7. Hidden Veggie Tomato Sauce
A great addition to kid’s pasta and pizzas and a perfect way to sneak some nutrients.
- 1 medium onion, diced
- 2 garlic cloves, chopped
- 3 carrots, diced
- 2 courgettes, finely diced
- 1 red pepper, chopped
- 1.5 kg passata
- 2 cups vegetable stock
- 1 tablespoon tomato puree
- 1 teaspoon dried herbs
- A handful of basil leaves
Yields 10 cups.
- Heat oil in a pan, add the onions and sauté for 3 minutes. Add the garlic and fry again. Now toss the carrots, peppers, courgettes.
- Once done, add the vegetable stock and passata. Add the tomato puree and herbs and bring to a boil.
- Once the vegetables are cooked, add the basil leaves.
- Blend to a smooth paste in a blender once the mixture is cooled.
Store in air-tight containers, jars or a freezer bag and use as needed.
8. Sweet Potato Banana Bites
These tiny bites are gluten-free and nutritious and make for a great snack for kids and adults.
- ½ cup cooked and mashed sweet potato
- ½ cup mashed banana
- ¼ peanut butter
- 2 eggs
- Cinnamon to taste
- Chia seeds, dried fruits, etc., to garnish
Yields 15-18 pieces
- Mash the sweet potato and banana in a bowl.
- Add the peanut butter, cinnamon, and eggs and whisk well.
- Add the garnishing, if any.
- Bake at 375 degrees Fahrenheit for 20 minutes.
- Cut into small cubes.
Store in air-tight containers and have for snacks or dessert in the lunch box.
9. Hard-Boiled Eggs
Hard-boiled eggs are great for breakfast, lunch, and dinner. You can use them in any way you want, such as plain with salt or pepper, in sandwiches, etc.
- 5 eggs
- Boil the eggs for 10-12 minutes and store them in the fridge.

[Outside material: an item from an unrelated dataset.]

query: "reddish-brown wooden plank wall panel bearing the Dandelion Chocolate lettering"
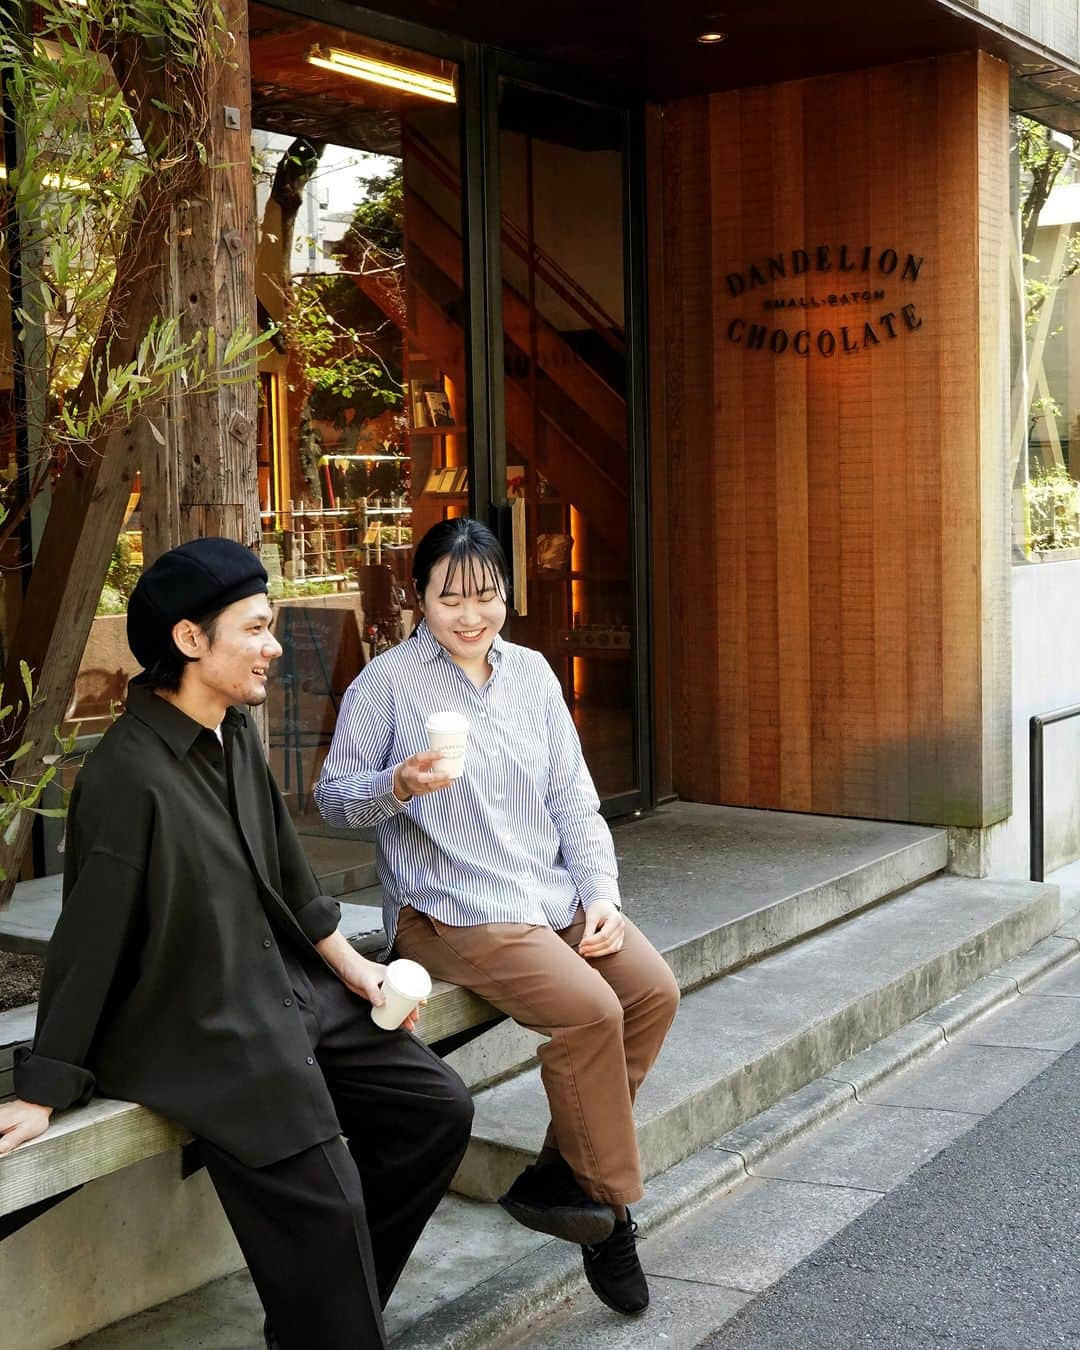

Serve them with a slice of toast for breakfast or slice them and add them to a sandwich.
10. Roasted Vegetables
Roasted vegetables have a unique taste and bring a sweetness that kids will love. They can be eaten just as is or tossed in rice, sandwiches, and salads.
- Potatoes – 2
- Parsnips -2
- Sweet Potato – 1
- Courgettes – 1
- Carrots – 1
- Roast each vegetable separately and keep checking them, as and when they are done.
- Store in a container.
Add these vegetables as a side to rice and toss them in sandwiches, topped with some cheese.
Preparing part of the meal is a great way to ease the workload and serve the right food to your kid. A little bit of planning and work makes life simple and works wonders when it comes to health and nutrition as well.